Their manner is and hath beene, cowardly and treacherously to surprise them upon great advantages, and without respect of persons, to rob them of all they have, but being not content therewith (but as insatiable of bloud) hunting after their pretious lives, stript ladies and gentlewomen, Virgins and Babies, old and young, naked as ever they were borne, from their clothes, turning them into open fields, (where having first destroyed the husbands and the Parents, before their wives and childrens faces) many hundreds have beene founde dead in ditches with cold for want of food and rayment, the Irish having no more compassion of their age or youth, then of Doggs.

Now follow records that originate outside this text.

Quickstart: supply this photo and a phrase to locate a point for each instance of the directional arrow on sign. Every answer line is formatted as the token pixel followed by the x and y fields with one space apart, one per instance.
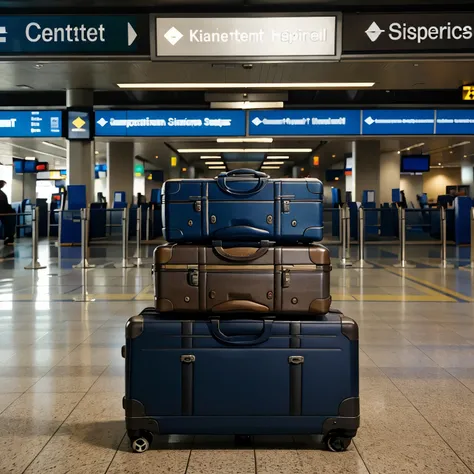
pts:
pixel 132 34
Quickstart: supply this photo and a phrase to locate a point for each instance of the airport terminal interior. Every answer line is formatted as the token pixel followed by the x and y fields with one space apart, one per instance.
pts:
pixel 94 121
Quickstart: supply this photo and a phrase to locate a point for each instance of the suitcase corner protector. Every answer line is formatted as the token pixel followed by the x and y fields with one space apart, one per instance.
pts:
pixel 349 328
pixel 133 408
pixel 134 327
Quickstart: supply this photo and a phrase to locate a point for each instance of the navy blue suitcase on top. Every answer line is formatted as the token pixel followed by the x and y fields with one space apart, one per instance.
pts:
pixel 244 376
pixel 243 206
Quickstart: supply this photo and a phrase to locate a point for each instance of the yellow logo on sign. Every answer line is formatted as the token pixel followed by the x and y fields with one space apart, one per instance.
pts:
pixel 468 93
pixel 78 123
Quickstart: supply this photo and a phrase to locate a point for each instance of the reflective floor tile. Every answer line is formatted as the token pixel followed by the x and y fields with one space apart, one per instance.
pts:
pixel 28 424
pixel 156 461
pixel 68 379
pixel 90 436
pixel 217 461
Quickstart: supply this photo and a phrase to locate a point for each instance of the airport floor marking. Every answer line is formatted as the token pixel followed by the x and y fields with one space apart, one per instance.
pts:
pixel 433 286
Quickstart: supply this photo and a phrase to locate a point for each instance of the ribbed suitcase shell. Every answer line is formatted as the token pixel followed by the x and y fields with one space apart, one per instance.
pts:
pixel 243 208
pixel 198 278
pixel 241 376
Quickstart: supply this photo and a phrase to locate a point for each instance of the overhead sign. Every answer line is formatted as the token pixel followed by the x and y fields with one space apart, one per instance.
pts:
pixel 78 125
pixel 426 32
pixel 258 37
pixel 468 93
pixel 304 122
pixel 398 122
pixel 71 35
pixel 38 123
pixel 455 122
pixel 170 123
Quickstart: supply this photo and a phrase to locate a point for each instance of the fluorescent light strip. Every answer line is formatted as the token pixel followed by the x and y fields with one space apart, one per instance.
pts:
pixel 53 145
pixel 244 85
pixel 245 140
pixel 245 150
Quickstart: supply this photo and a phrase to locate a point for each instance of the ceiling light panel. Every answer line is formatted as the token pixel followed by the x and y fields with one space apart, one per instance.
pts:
pixel 246 85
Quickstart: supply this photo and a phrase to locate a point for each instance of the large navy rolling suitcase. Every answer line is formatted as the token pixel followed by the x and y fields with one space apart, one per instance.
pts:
pixel 243 206
pixel 241 376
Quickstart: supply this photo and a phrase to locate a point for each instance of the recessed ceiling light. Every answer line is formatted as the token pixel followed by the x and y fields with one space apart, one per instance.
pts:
pixel 246 85
pixel 245 140
pixel 245 150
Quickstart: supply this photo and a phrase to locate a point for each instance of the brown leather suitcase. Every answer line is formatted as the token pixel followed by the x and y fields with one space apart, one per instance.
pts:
pixel 277 279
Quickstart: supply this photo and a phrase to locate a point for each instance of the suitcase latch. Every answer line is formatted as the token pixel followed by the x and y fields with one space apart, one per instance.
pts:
pixel 188 359
pixel 193 277
pixel 296 360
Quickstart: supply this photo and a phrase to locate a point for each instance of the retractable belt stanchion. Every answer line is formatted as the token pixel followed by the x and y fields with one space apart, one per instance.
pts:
pixel 361 263
pixel 402 230
pixel 35 265
pixel 125 262
pixel 444 251
pixel 346 237
pixel 84 265
pixel 472 239
pixel 139 236
pixel 148 217
pixel 84 241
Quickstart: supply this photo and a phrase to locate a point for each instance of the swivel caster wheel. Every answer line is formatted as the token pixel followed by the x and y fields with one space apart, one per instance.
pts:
pixel 142 443
pixel 337 444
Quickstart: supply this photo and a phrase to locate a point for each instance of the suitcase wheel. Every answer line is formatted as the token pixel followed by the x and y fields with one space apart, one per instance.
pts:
pixel 336 443
pixel 141 443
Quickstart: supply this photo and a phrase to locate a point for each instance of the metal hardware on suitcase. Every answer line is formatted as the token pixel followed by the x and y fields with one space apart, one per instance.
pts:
pixel 204 278
pixel 241 376
pixel 243 205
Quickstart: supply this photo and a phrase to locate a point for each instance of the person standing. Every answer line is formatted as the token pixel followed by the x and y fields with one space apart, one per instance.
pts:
pixel 7 217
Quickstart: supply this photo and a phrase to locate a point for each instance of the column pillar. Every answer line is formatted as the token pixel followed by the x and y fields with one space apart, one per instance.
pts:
pixel 120 170
pixel 389 170
pixel 80 154
pixel 191 172
pixel 467 175
pixel 366 168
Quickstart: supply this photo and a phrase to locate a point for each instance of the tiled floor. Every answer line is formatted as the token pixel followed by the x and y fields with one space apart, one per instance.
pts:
pixel 61 378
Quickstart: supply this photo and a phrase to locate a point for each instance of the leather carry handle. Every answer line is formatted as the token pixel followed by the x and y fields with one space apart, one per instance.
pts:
pixel 241 340
pixel 262 181
pixel 244 254
pixel 240 305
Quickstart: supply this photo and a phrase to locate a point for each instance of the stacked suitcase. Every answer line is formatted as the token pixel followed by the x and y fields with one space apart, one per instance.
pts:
pixel 242 339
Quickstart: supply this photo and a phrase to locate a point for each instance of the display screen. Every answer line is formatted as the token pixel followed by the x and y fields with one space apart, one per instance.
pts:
pixel 415 164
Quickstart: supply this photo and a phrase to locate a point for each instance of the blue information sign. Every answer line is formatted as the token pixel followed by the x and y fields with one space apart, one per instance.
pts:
pixel 34 123
pixel 304 122
pixel 455 122
pixel 50 35
pixel 170 123
pixel 398 122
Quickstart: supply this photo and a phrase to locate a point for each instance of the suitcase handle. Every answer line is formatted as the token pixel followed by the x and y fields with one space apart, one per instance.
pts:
pixel 241 254
pixel 262 181
pixel 240 305
pixel 241 340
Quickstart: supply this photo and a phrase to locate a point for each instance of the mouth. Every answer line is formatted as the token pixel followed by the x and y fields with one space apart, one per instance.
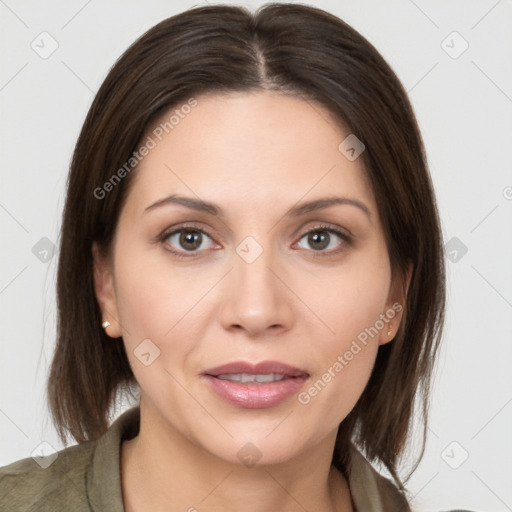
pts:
pixel 255 386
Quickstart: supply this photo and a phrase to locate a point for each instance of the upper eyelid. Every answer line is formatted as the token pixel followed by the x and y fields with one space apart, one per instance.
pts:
pixel 339 231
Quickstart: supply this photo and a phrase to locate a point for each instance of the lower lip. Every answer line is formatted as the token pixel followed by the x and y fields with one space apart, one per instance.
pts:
pixel 255 396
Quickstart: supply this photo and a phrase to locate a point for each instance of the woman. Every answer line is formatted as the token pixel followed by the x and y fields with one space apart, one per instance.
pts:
pixel 251 242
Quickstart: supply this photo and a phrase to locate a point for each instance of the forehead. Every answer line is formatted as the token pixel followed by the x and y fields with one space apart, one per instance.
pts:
pixel 247 148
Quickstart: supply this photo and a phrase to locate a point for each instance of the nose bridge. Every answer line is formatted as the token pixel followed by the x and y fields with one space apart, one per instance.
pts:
pixel 257 299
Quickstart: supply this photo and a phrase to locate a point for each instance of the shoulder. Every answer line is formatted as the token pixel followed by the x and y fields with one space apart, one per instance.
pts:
pixel 48 483
pixel 74 478
pixel 372 491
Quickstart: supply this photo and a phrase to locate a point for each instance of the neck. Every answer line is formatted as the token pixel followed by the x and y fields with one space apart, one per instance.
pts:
pixel 160 467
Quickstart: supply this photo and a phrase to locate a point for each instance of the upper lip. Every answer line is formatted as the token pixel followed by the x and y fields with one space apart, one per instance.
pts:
pixel 264 367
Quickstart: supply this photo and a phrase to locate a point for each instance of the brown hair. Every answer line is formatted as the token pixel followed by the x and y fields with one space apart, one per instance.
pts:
pixel 297 50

As for the Protestant Ministers, those they take (which have been many) they use them with such cruelty, as it would make any heart so melt into teares that doth but heare this relation; Their manner is first to hang them up, and then they cut off their heads, after they quarter them, then they dismember their secret parts, stopping their mouths therewith, a thing indeed for modestie sake, more fit to bee omitted then related.

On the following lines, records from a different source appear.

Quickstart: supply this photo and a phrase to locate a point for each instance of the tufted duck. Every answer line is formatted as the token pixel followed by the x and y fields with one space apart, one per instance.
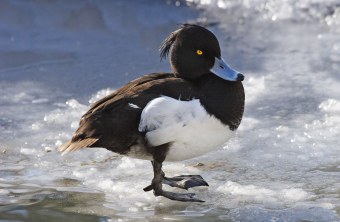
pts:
pixel 170 116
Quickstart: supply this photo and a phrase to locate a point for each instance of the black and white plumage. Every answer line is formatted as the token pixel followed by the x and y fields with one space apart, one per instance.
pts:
pixel 170 116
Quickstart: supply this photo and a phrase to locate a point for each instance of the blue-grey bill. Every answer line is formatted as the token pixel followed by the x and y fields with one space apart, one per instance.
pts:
pixel 224 71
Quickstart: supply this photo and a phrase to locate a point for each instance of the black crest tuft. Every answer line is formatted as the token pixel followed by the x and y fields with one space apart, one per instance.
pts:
pixel 169 41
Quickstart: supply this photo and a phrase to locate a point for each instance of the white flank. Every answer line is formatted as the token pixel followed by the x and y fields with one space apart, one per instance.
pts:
pixel 185 124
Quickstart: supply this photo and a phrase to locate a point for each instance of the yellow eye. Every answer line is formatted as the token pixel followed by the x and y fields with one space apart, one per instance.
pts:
pixel 199 52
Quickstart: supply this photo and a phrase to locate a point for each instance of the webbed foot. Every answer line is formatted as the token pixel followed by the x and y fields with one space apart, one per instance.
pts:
pixel 185 181
pixel 185 197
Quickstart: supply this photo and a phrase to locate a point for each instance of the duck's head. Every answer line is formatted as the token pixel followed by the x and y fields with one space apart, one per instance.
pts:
pixel 194 52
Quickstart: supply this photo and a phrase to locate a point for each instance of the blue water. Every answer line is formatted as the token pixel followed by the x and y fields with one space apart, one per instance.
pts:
pixel 57 57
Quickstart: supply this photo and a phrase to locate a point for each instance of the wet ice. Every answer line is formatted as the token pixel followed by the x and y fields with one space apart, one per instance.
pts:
pixel 283 164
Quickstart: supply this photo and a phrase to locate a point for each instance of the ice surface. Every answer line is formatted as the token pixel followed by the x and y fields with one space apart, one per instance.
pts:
pixel 57 58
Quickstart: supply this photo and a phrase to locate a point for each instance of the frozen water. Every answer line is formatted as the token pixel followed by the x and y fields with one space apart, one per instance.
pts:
pixel 56 58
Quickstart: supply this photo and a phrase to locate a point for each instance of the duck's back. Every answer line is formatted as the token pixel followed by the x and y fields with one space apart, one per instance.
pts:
pixel 112 122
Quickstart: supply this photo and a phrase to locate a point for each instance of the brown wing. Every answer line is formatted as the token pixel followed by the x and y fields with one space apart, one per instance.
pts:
pixel 112 122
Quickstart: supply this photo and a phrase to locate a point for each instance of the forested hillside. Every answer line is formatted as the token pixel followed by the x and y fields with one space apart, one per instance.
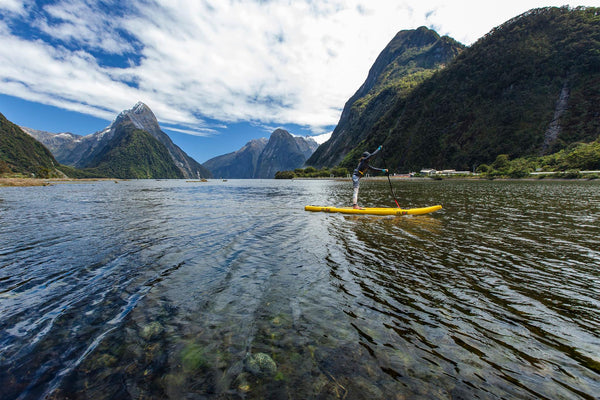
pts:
pixel 134 154
pixel 22 154
pixel 410 58
pixel 529 87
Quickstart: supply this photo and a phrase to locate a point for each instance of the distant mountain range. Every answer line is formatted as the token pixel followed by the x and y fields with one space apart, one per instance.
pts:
pixel 133 146
pixel 262 158
pixel 529 87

Many of their wives, they have ravished in their sights before the multitude, stripping them naked to the view of their wicked Companions, taunting and mocking them with reproachful words, sending them away in such a shamefull or rather shameless manner that they have (most of them) either dyed for griefe, or starved with want and cold, such cruelty was never knowne before. . . .

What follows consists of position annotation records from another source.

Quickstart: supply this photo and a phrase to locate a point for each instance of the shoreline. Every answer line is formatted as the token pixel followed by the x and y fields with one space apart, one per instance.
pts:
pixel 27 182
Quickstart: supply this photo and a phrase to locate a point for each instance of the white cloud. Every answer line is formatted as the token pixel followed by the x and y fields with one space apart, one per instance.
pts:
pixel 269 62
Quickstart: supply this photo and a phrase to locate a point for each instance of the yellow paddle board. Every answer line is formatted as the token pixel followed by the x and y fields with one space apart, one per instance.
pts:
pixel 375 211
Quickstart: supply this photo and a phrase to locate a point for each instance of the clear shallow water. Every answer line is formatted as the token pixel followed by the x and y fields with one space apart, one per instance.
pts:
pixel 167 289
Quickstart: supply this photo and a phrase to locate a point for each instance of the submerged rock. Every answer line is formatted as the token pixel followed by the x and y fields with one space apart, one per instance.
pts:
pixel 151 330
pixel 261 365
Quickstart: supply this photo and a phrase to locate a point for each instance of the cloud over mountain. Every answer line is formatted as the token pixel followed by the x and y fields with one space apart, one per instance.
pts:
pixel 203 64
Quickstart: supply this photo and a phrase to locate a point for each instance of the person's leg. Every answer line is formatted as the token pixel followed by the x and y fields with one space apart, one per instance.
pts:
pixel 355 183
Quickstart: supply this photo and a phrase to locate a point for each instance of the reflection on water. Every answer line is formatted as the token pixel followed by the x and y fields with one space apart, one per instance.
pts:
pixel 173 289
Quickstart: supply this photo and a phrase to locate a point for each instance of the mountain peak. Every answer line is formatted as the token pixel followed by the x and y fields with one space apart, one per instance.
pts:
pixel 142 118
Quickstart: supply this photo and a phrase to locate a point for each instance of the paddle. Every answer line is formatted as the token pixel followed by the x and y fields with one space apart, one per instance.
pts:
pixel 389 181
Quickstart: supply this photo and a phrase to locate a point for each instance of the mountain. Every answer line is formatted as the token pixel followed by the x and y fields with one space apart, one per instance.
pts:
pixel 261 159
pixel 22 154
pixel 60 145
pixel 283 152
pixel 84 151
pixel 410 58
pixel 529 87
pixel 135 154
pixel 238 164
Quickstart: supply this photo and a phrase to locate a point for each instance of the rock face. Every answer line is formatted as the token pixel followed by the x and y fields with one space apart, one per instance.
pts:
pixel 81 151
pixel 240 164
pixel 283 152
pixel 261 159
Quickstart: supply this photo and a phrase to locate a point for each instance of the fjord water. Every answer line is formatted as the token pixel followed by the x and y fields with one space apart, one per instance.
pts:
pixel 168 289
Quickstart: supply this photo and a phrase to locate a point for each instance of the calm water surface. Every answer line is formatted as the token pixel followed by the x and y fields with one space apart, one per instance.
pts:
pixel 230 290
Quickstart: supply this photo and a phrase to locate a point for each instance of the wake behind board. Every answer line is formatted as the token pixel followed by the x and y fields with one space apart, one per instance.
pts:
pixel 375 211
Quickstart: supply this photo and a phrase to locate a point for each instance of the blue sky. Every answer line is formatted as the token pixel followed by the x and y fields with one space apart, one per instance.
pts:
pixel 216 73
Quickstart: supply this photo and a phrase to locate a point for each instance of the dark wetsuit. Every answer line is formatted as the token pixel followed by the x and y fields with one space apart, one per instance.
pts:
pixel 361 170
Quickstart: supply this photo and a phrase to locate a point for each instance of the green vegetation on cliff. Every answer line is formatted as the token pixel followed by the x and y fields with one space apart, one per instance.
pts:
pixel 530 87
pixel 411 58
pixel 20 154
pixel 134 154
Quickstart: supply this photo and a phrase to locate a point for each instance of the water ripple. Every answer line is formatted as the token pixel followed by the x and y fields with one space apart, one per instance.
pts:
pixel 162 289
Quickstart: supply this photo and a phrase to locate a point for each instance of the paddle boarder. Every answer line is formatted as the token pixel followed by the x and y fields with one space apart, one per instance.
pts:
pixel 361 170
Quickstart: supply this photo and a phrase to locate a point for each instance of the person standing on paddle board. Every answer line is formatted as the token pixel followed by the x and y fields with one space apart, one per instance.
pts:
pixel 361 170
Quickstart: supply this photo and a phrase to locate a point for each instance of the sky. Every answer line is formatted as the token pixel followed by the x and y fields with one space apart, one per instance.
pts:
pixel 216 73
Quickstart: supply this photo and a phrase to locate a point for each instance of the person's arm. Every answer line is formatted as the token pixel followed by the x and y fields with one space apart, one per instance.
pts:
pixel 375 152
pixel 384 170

As for the murder of Rebels, it is not certainly knowne; but without question there is a great many of them, but not the third part of them armed, and those armes they have, they have taken from the English, in surprising and murthering them cowardly and treacherously, and some of them under pretence of being rob'd by the Rebells, have deceiptfully gotten Armes to goe fight against them, and then have run away from their Captaines to the Rebells, are indeed there is no trust nor confidence to be put in them, they are so treacherously perfidious.

It is supposed that the chief Rebells doe intend to steale away by Sea (having gotten a great estate from the English Plantators whom they have robbed and murthered) and so leave the ignorant rabble of Irish in the lurch. . . .

It is to be beleeved that the Rebells will never give a Battell, and that in short time they will be starved for want of food, for they have gotten in most parts from the English all they can get, and they wast and devoure that plenty they have, and there is neither plowing nor sowing in those parts, so that it will be impossible for them to subsist long. . . .

They report and allege that Religion is the cause of their war, but that is false for they have had too much liberty and freedome of conscience in Ireland, and that hath made them Rebell. I hope that God that hath discovered their bloudy practice, will confound their devices, and bring them to confusion. To the which God be all honour, praise and Glory for ever.

Reprinted in Strangers to That Land: British Perceptions of Ireland from the Reformation to the Famine,edited by Andrew Hadfield and John McVeagh (1994), pp. 118–120.